Une autre issue importante de cette étude est que la
restauration de la confiance perdue entre les différents acteurs de la
vie économique et sociale du pays passe nécessairement par la
mise sur pied d'un monopole focal de gouvernance à travers la
création d'un comité paritaire Etat/Secteur Privé
impliquant au plus haut niveau l'Administration publique, le secteur
privé et la société civile. En outre, des mesures doivent
être prises pour assurer progressivement la protection et la promotion
des produits locaux en renforçant la lutte contre la fraude.

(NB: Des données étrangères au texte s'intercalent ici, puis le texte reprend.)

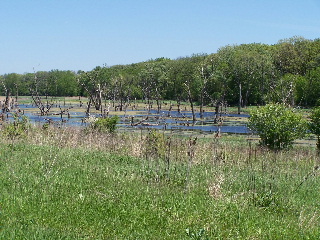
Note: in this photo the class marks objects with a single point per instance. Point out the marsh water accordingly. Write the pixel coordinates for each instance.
(134, 119)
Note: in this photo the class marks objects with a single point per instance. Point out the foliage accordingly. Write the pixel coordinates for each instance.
(314, 124)
(277, 125)
(108, 124)
(246, 74)
(49, 191)
(155, 144)
(18, 128)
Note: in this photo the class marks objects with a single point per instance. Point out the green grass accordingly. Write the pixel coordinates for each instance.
(240, 192)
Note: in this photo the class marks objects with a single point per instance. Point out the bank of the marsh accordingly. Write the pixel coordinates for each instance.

L'étude suggère également que des réformes
complémentaires soient envisagées pour mettre en place le cadre
réglementaire et institutionnel propice à l'émergence de
financements innovants facilitant l'accès aux capitaux, notamment par
les PME/PMI. D'autre part, l'Etat est invité à développer
des modèles de partenariats publics privés pour la modernisation
et la consolidation des infrastructures physiques et sociales du pays dont la
plupart est restée dans un état de dégradation
avancée, en raison de l'absence d'investissements de maintenance durant
la crise.
La mise en oeuvre de ces réformes suppose un
Gouvernement d'après crise qui sera très engagé en faisant
preuve de cohérence et de profondeur vis-à-vis desdites
réformes. L'ampleur des tâches à exécuter et les
enjeux liés à celles-ci exigent des différents acteurs
nationaux une organisation interne dynamique garantissant l'efficacité
de leurs actions respectives. Aussi, parce que la mise en oeuvre des
réformes proposées s'avère capitale à la survie de
l'économie ivoirienne et partant des économies de la
sous-région ouest-africaine, la mobilisation et la
réactivité des bailleurs de fonds, à travers leur appui
institutionnel et financier, sont-elles vivement souhaitées et
constituent le gage de la réussite des réformes susvisées
qui impliquent une mise à niveau des acteurs et des besoins financiers
importants en Côte d'Ivoire.
Pour tirer avantage de la mondialisation et des nouveaux
enjeux du développement international, la Côte d'Ivoire est
invitée à s'inscrire constamment dans le développement
durable surtout dans le cadre de la gestion de ses ressources naturelles. Elle
doit aussi s'évertuer à pérenniser l'agriculture notamment
d'exportation, à redynamiser l'écotourisme et à
développer la coopération sous-régionale et internationale
pour jouer pleinement son rôle historique de locomotive économique
au sein de la sous-région ouest-africaine.